As I understand it, continuations are, in a way, a
superset of closures. A continuation creates a
closure that also has information on where it was
executing at the time, so when you execute the
continuation, it goes back to that place, in addition
to having the appropriate context. Closures don't
simply make a copy of the stack and restore it, it's
more like they make a reference to a persistant
lexical storage area (read about closures on Dan's
blog about parrot for a better explanation of this).
So for example:

def foo
   x = 5
   q = proc { x }
   x = 3
end

fun = foo
puts fun[]

Would, I think print 3, rather than 5, since q
would store a reference to the lexical context of
that call to foo, rather than just making a copy of
the stack up to when proc was called. Likewise,
callcc would make a reference to that lexical
scratch-pad, and values wouldn't be replaced with
their previous values by resuming the continuation.

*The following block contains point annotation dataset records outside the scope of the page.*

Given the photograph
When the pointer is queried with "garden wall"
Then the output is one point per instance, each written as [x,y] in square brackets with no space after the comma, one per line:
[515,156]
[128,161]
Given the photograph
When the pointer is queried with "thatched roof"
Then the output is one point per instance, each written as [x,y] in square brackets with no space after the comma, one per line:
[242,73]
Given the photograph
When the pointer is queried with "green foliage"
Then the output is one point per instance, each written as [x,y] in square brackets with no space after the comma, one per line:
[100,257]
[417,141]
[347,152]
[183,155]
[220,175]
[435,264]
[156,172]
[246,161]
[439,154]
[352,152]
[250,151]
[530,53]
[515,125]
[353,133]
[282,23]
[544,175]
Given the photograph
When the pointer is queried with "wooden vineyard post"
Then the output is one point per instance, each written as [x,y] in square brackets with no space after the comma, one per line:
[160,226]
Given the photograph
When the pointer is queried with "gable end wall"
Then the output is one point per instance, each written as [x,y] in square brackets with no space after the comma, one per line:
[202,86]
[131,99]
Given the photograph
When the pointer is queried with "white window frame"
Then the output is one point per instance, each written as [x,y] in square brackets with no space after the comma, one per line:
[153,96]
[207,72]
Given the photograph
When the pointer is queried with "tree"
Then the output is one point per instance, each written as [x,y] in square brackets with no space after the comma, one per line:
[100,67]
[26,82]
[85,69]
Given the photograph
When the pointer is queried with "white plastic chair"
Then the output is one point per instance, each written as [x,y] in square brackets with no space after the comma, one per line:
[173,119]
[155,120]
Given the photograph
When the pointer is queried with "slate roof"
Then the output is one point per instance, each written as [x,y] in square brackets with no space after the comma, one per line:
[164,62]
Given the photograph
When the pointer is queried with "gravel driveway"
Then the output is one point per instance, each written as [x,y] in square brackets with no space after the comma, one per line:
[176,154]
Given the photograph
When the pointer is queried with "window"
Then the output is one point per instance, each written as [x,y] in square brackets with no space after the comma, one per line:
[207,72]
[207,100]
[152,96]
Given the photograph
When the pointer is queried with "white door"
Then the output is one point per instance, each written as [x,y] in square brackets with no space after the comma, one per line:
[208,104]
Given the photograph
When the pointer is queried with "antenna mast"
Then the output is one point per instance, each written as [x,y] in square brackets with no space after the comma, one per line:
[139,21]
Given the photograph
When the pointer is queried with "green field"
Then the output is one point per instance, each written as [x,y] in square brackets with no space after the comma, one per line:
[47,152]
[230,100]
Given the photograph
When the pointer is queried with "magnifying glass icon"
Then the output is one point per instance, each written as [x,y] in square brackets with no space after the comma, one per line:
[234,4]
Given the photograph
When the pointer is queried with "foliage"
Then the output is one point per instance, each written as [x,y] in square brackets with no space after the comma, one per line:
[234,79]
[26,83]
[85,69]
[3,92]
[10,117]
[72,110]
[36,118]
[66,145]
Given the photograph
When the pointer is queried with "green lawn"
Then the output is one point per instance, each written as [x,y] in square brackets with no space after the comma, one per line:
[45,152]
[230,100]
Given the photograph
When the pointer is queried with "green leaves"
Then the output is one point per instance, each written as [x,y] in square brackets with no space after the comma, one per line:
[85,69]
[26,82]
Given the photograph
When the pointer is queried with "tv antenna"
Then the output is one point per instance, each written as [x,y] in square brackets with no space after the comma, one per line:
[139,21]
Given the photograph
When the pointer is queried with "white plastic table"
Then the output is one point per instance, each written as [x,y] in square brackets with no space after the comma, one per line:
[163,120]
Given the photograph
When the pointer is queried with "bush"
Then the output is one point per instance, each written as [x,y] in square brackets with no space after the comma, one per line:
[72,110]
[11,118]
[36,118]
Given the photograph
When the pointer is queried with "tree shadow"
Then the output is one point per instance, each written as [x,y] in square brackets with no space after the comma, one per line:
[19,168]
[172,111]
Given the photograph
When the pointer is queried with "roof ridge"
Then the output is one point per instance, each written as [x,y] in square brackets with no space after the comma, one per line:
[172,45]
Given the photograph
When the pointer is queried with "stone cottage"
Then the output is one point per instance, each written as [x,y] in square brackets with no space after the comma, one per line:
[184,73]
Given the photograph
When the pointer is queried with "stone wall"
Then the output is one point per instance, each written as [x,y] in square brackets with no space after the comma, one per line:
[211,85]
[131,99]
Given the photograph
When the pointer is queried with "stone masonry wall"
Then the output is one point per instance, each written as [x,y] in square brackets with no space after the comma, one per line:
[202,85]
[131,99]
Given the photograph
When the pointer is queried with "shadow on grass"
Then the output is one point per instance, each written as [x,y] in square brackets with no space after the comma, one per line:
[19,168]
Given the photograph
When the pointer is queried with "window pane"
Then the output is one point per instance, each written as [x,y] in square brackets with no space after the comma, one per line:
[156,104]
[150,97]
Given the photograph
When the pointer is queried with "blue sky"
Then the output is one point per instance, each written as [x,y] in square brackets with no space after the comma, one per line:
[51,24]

I think this makes callcc a bit different than
setjmp and longjmp from C (although I haven't used
them, only read about them), as I believe they make
a copy of, and restore the stack.

Note, though, that I could be way off base, since
I'm not able to test the closure example right now.
It's based on my understanding of them, though.

You should be able to implement closures with
continuations, though, and if continuations changed
the values back to what were when the continuation
was taken, then you couldn't implement something
like:

def foo
   x = 1
   return proc { x += 1; x }
end

With continuations without some major headaches, I think.

Hope this all makes sense.

- Dan